Jawaban
Al-Maktubat · hlm. 39
Hikmahnya adalah penugasan. Beliau diutus dengan diberi suatu tugas sedemikian rupa sehingga tersingkap serta terbentangnya seluruh kemajuan maknawi umat manusia dan seluruh potensi (istidad) kemanusiaan, serta menjadinya hakikat kemanusiaan sebagai cermin yang menghimpun bagi seluruh asma Ilahi, adalah termasuk buah-buah dari tugas tersebut. Seandainya Nabi Adam tetap tinggal di surga, niscaya kedudukan beliau akan tetap seperti malaikat, dan potensi-potensi kemanusiaan tidak akan tersingkap. Padahal para malaikat yang memiliki kedudukan yang seragam itu sudah banyak jumlahnya; untuk ubudiyah bercorak demikian tidaklah diperlukan manusia. Bahkan, karena hikmah Ilahi menuntut adanya suatu negeri taklif (dâr-i taklif) yang selaras dengan potensi manusia yang akan menempuh maqam-maqam yang tak berhingga, maka — berbeda dengan para malaikat — beliau dikeluarkan dari surga disebabkan dosa yang telah dimaklumi, yang menjadi tuntutan fitrah kemanusiaan. Maka, sebagaimana dikeluarkannya Nabi Adam dari surga itu merupakan hikmah itu sendiri dan rahmat yang murni, demikian pula dimasukkannya orang-orang kafir ke dalam neraka adalah haq dan keadilan.

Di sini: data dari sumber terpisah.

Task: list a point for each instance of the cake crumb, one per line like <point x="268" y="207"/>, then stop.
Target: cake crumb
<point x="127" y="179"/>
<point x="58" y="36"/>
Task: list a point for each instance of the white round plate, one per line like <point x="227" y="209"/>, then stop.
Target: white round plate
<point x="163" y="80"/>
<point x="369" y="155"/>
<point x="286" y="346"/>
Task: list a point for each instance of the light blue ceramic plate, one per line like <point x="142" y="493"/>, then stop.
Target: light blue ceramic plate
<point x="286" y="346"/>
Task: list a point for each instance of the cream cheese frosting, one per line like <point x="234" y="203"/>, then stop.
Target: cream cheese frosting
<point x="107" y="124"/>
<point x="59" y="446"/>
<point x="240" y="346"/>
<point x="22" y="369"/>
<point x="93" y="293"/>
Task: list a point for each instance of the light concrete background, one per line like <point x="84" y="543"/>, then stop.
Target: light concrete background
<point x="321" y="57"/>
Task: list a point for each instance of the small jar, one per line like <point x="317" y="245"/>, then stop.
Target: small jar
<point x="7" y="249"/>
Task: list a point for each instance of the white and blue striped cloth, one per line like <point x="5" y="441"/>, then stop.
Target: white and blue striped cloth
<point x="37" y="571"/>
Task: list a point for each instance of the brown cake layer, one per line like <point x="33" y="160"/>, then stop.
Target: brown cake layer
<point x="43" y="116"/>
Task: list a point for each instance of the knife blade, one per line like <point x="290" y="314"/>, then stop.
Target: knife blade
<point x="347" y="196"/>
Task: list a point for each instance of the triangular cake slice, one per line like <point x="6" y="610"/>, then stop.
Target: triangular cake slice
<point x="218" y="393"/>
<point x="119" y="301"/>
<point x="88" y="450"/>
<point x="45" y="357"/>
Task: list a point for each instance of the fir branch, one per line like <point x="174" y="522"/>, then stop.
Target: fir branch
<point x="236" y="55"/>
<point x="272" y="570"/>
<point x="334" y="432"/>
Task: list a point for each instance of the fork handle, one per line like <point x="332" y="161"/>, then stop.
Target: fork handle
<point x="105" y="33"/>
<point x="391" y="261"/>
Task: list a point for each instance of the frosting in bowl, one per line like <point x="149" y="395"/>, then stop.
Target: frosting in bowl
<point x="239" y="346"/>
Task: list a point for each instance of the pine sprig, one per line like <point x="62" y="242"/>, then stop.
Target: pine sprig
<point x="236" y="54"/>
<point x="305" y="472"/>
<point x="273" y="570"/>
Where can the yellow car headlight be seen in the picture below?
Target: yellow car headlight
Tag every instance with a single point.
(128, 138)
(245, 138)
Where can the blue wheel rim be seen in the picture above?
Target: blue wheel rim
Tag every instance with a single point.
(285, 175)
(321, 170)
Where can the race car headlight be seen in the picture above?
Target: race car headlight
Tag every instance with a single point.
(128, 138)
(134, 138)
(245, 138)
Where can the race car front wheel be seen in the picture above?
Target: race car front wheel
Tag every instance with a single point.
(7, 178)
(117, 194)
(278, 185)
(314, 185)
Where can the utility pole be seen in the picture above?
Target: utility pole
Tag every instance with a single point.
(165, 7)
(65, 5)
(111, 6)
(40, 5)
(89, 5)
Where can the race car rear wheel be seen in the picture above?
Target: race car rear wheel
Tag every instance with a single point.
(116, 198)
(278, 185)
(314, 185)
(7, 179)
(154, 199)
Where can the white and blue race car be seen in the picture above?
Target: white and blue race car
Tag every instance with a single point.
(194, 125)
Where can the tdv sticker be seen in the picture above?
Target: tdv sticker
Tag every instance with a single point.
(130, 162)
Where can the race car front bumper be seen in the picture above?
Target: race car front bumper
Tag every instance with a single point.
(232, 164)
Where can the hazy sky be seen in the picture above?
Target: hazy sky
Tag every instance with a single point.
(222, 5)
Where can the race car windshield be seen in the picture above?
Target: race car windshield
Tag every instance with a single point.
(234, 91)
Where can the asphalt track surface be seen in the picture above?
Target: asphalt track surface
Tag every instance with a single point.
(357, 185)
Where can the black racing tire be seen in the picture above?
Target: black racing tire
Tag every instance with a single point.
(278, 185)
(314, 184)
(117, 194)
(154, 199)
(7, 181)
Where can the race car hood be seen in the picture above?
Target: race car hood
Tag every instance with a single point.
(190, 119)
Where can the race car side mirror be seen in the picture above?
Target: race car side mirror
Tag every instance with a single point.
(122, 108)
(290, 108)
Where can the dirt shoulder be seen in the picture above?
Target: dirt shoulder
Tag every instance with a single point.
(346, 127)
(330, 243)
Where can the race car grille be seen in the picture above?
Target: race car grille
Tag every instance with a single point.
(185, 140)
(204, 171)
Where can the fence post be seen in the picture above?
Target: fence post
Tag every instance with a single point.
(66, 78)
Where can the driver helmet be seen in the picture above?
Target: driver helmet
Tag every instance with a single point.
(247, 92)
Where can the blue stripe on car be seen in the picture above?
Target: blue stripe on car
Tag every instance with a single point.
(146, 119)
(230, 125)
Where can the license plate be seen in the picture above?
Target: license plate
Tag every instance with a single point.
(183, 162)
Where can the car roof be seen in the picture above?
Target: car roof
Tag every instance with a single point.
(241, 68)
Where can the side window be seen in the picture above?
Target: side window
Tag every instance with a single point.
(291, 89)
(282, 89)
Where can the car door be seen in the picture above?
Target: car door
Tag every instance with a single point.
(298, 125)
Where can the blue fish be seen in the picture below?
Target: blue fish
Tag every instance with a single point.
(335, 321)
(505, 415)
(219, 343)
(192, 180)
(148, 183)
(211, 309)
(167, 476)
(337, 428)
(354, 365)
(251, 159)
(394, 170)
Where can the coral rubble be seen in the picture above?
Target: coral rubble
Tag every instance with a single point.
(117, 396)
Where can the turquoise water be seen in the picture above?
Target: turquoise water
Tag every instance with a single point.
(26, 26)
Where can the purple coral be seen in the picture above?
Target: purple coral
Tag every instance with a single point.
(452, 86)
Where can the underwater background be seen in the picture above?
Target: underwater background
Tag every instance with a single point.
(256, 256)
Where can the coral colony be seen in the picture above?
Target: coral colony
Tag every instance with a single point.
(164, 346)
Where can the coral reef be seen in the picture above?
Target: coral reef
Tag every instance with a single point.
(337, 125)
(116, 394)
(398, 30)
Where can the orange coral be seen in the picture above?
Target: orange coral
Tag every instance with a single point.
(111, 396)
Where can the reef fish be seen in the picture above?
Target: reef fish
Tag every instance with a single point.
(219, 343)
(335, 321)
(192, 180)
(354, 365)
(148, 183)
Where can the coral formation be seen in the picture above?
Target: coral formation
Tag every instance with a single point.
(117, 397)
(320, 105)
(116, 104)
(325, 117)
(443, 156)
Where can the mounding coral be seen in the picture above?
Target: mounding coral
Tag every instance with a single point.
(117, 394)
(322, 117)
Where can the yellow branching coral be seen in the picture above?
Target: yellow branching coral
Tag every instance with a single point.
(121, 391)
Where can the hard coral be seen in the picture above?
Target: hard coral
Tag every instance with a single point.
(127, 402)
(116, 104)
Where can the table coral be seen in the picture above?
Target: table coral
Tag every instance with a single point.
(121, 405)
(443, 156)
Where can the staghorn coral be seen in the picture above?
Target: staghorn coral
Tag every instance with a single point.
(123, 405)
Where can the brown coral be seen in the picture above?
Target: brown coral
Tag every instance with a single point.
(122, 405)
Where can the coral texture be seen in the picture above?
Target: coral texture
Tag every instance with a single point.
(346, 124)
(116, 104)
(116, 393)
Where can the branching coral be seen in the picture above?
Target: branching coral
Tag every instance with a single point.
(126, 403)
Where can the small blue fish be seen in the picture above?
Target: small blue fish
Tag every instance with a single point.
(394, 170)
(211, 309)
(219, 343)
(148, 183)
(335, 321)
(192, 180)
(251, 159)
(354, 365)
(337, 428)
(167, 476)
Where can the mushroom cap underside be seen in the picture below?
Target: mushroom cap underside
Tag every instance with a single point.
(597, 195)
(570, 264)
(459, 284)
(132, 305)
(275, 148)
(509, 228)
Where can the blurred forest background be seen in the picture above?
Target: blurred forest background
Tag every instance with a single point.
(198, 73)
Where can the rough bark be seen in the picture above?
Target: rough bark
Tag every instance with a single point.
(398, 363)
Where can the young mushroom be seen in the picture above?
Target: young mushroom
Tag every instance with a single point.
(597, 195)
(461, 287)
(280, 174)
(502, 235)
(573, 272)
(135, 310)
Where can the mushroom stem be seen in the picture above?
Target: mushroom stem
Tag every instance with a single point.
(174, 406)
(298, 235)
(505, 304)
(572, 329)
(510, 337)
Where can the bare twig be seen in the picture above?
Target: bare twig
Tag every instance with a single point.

Sebagaimana dinyatakan dalam Isyarat Ketiga dari Kelimat Kesepuluh: Memang benar, orang kafir hanya melakukan satu dosa dalam umur yang singkat, tetapi di dalam dosa itu terkandung suatu kejahatan yang tak berhingga. Sebab, kekufuran adalah penghinaan terhadap seluruh alam semesta, penurunan nilai-nilainya, pendustaan terhadap kesaksian segala ciptaan atas wahdâniyah, dan pelecehan terhadap asma Ilahi yang tajalli-tajallinya tampak pada cermin-cermin segala yang maujud. Oleh sebab itu, guna menuntut hak segala yang maujud dari orang kafir, dilemparkannya orang-orang kafir ke dalam neraka abadi oleh Sang Qahhâr Dzul-Jalâl — Sultan segala yang maujud — adalah haq dan keadilan itu sendiri. Sebab, kejahatan yang tak berhingga menuntut azab yang tak berhingga.